Drug overdose is yet another danger that can kill them. There are said to be more than 10,000 drug-related deaths in the United States every year. The most commonly used drugs in America are cocaine, morphine and heroin -taken in combination with other drugs or alcohol.
Drug Withdrawal and Cravings – a Huge Side Effect
In fact, drug withdrawal is the worst side effect of drug addiction. Apart from relationships falling apart and life becoming a mess, the drug addict’s body also gets used to the drugs. They experience immense pain with withdrawal. The drug cravings become unendurable. So, the addict continues taking drugs not only to experience the “pleasure” he derives out of taking them, but also to avoid the mental and physical pain of withdrawal. Over a period of time, the drugs also stop offering the same pleasure, so in order to feel the effects of drugs; the victim has to take more and more. The drugs change the person not only mentally but also physically.
Need we say that you should never ever try drugs?
After having read all about what happens in our brain and the whole process of how people get addicted to drugs, you should know that nobody starts out intending to become a drug addict. Everyone just wants to try it once. But the initial voluntary and controllable decision turns involuntary and compulsive.
Most people tend to think that drug addicts who are weak-willed are the ones that cannot quit drug use without help. Scientific evidence states that this notion is wrong.
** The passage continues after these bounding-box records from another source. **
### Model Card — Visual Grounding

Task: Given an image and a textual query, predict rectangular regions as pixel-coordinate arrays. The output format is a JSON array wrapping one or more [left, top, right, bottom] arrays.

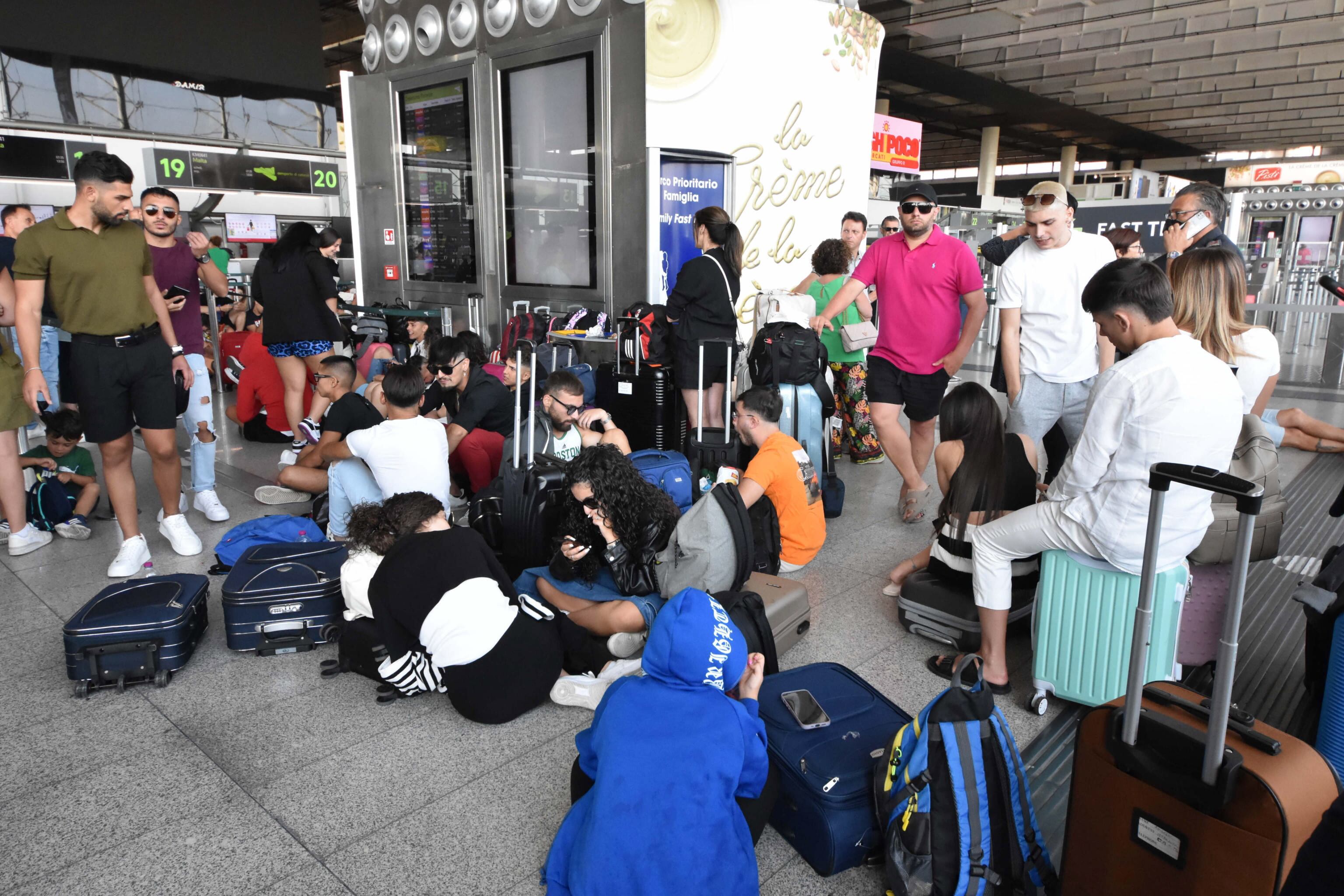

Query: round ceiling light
[[415, 4, 444, 56], [485, 0, 518, 38], [359, 25, 383, 71], [383, 16, 411, 62]]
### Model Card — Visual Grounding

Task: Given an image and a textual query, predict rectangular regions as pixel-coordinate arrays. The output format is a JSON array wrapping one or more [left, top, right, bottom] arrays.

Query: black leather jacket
[[550, 521, 675, 596]]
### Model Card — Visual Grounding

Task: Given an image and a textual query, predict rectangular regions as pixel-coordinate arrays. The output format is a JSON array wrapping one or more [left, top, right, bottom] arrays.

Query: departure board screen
[[400, 79, 476, 284]]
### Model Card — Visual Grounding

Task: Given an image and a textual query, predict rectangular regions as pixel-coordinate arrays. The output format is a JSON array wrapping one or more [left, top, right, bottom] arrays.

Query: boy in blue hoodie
[[542, 588, 770, 896]]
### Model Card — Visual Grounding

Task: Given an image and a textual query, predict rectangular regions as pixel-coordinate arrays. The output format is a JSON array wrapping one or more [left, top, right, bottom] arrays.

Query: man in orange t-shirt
[[732, 385, 826, 572]]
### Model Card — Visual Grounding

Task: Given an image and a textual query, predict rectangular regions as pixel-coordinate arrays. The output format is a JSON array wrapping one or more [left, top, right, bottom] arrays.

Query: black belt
[[70, 324, 158, 348]]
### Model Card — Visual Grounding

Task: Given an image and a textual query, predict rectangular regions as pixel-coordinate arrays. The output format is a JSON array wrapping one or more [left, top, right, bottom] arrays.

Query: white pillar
[[1059, 144, 1078, 187], [976, 126, 998, 196]]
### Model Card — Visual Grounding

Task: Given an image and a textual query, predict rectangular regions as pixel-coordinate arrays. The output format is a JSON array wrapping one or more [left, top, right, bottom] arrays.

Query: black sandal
[[925, 654, 1012, 697]]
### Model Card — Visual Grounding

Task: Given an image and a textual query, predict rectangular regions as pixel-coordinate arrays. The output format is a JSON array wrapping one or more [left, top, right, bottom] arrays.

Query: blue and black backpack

The Need for Drug Treatment Programs
Studies show that only 7 percent of smokers who try to quit smoking without seeking external help, succeed. Similarly, it is critical for drug addicts to seek help and join drug treatment programs, to be effectively treated. If you have a member of your family who is deeply into drugs, and even if they are willing to work on getting out of it, it is important to know that you may not be able to do it alone. The changes in the brain that turned them into addicts; make it very difficult for them to control their craving; which heightens when exposed to situations that trigger a memory of the extremely pleasurable moments they experienced when using drugs.
Have you heard or drug relapse?
Relapse is when a recovering drug addict gets back to taking drugs. It is a very common phenomenon and the goal of treatment is to get addicts out of their addiction and increase the gap between relapses – until finally there may be no more. There are several treatment programs available today, which include medications, behavior therapy, social services and rehabilitation.
Stephen J. Della Valle, the author of “Rising Above The Influence,” has himself picked up his first drink when he was just twelve. He was a drug addict for twenty years when he turned his life around by joining a recovery program. I suggest you read this amazingly insightful book about drugs and the reality of addiction and recovery, if you can get your hands on it.
Following a proper treatment strategy that places emphasis on all aspects of drug addiction helps people who have abused drugs to get back to leading normal fruitful lives by fitting in to the society. There are thousands that are doing it!